Back in Seattle, the city where his wife died, Burke hasn't so much as looked at another woman since - until he bumps (literally) into Eloise (Jennifer Aniston), the florist whose arrangements adorn the hotel he's residing in.
The pair begin something of a romance, as she attempts to get beneath the surface of a man who apparently has it all, while he struggles to deal with the success that could only have happened off the back of his wife's death.
Dressed up as a rom-com, and with Aniston playing a role that even that genre would require to be rather more developed, Love Happens misses a rather simple trick by not delving further into Burke's issues.
Instead, Burke's pain is merely a back drop to a budding romance, rather than the other way around. Pursuing his alcoholism (sponsored by Grey Goose vodka, no less), guilt and hypocrisy would have made for a far more intriguing story than the inevitable will they/ won't they/ yes they will approach that applies to almost any Aniston rom-com.
Eckhart's presence is still strong, the man oozes charisma, while Aniston does her usual shtick with a ridiculously simple character - as if to show some eccentricity or emotional depth, writer/ director Camp has her scrawling obscure words on walls around town, highlighting exactly how little thought has gone into her side of the story.
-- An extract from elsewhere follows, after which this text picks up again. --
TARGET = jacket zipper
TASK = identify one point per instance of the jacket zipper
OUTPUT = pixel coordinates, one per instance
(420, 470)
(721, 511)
The pair are abley supported by Martin Sheen, as the moody father-in-law and, in particular, John Carroll Lynch, who plays a father struggling to deal with the loss of his son, and calls time on Burke Ryan's walking-on-coals approach to grief.
It's a movie that suffers because it offers a glimpse at a far more interesting premise, but elects to stick to rom-com tradition. Ultimately, love does happen, and for Aniston fans that'll no doubt suffice. But the rest of us are left wondering, is that all?